Konuşacaklar, tartışacaklar, üretecekler; ama asla kaba kuvvete başvurmayacak ve sokakta birbirlerinin karşılarına çıkmayacaklar!
Eksen, Türkiye olacak!
Fikir dış kaynaklı, emperyal ve küresel olmayacak!
Her gencin konuşabilecek fikri, savunabileceği bir davası vardır! Tartışabileceği fikirleri vardır!
Bugün de Türk Milliyetçisi, Ülkücü, solcu gençlerimiz var!
Cemaat taassubuyla yetişen gençlerimiz de var, itaat kültürü öğretilmiş! Protesto etmezler, gösteri yapmazlar!

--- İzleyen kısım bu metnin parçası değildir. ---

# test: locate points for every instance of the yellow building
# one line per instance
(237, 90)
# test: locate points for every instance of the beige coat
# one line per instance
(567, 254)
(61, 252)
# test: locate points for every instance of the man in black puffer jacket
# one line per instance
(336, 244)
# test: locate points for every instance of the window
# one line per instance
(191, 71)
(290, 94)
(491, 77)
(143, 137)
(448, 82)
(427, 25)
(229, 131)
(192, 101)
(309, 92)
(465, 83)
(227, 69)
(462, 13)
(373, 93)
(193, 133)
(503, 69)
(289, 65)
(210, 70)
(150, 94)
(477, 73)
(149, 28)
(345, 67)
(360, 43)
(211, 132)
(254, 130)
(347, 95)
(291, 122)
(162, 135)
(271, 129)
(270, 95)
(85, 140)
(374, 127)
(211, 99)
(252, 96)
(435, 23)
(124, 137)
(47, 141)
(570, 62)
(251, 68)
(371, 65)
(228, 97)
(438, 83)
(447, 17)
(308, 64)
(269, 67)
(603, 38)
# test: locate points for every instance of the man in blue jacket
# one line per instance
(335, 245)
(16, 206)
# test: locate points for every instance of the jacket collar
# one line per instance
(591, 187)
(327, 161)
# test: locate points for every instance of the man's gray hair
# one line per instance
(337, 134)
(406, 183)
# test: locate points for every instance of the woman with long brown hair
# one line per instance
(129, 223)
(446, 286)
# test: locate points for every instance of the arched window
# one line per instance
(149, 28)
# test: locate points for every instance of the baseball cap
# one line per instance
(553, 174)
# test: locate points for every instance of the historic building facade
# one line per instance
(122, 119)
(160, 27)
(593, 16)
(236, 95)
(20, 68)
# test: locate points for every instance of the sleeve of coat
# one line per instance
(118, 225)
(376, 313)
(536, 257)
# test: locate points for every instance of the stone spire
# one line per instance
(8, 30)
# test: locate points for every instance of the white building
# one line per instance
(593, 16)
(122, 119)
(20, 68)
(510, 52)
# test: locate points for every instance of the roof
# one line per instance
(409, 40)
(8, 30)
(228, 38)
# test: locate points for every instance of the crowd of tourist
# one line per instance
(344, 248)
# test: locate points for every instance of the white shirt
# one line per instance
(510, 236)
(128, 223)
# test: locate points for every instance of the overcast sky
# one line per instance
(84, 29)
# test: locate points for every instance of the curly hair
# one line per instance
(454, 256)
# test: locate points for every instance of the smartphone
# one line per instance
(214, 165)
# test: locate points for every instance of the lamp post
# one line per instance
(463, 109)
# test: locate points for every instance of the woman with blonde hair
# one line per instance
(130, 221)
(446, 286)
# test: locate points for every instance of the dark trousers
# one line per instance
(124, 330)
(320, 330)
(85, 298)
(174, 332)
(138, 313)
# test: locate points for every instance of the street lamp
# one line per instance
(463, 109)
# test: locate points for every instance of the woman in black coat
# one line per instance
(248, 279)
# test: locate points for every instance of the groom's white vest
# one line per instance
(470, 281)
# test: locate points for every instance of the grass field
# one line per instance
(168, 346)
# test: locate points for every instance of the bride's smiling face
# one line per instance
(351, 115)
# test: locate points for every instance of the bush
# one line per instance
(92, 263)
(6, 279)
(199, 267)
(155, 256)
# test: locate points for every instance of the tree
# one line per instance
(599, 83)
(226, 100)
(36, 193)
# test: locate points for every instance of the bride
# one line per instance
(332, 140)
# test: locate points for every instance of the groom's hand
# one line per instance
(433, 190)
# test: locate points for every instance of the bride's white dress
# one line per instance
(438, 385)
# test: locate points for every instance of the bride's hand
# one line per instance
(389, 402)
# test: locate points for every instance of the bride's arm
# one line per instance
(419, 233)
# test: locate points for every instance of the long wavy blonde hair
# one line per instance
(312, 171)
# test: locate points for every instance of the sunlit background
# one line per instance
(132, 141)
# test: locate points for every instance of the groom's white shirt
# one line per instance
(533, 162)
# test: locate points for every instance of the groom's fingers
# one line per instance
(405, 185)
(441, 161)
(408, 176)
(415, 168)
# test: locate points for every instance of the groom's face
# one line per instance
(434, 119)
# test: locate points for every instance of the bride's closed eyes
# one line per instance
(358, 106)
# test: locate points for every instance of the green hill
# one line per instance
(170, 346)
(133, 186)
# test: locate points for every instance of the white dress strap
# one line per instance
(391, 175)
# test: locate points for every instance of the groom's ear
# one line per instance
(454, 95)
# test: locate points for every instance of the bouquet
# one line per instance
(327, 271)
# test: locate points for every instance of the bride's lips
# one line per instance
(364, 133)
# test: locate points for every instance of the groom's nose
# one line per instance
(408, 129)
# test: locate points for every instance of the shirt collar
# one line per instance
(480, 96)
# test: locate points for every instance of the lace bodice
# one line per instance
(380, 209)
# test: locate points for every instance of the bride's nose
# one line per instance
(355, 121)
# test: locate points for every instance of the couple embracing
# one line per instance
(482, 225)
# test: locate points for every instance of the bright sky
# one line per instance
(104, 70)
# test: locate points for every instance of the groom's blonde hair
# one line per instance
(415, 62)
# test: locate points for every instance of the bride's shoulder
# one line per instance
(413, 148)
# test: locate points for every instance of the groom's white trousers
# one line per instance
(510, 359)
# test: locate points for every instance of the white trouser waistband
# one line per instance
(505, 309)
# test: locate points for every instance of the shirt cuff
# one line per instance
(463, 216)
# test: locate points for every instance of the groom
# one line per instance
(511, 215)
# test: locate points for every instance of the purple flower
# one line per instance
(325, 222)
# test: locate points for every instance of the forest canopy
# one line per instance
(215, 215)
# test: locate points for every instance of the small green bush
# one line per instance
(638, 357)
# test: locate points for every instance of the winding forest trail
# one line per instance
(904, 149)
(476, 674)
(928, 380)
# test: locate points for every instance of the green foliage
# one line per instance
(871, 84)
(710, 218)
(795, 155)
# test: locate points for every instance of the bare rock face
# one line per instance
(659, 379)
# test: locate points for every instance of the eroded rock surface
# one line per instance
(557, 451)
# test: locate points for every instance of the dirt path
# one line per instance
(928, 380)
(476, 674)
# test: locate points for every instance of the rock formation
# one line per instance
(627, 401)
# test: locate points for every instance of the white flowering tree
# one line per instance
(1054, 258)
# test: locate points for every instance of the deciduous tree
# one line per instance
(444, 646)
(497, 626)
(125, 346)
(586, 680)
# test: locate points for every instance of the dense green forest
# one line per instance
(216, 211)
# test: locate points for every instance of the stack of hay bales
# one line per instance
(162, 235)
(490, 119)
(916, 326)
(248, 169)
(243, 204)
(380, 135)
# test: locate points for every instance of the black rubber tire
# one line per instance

Bunlar siyasi akımla, rüzgârla, emirle yapabileceklerini yaparlar!
Gösteri özgür bir ülkede mutlaka yapılabilmelidir, yapılmalıdır!
Üniversitede, lisede, başka herhangi bir okulda da öğrenci dinlenmelidir. Ne istiyor, neyi beğenmiyor?
Gençleri çok iyi dinlemek lazım! Çok iyi!
Gençlerin, gençlerimizin dışarıdan kaynaklanan, dış güçlerle organize olarak yaptıkları, yaptıkları, yapacakları eylemlere dikkatle bakmak lazım! Hiçbir siyasi partinin bu olayları kullanmaması, desteklememesi gerekir! Bu ateşle oynamanın moda olduğu Türkiye’mizde doğru bir hareket değildir!
Ancak siyasi partilerin gençlerimizi de dinlemesi, hakları varsa savunması, destek olması gerekir!
Ülke ve üniversite yöneticilerinin hata yaptıkları yerlerde, eksik yaptıkları işlerde vatandaşlarımızın bir araya gelerek veya sivil toplum örgütlerinin izin alarak; hükümet tarafından da izin verilerek medeni ölçüler içinde gösteri yapılması, ülkede düşünceyi geliştirir, sosyal hayatı geliştirir, yönetici, yasa hatalarının düzeltilmesi, insan haklarının korunması konusunda destek sağlar!
Gösteri yeter ki dış kaynaklı organize olmasın!
Gençler ne istiyorlar; üniversite harçlarının kaldırılması veya azaltılmasını mı istiyorlar; konuşacak muhatap bulabilsinler!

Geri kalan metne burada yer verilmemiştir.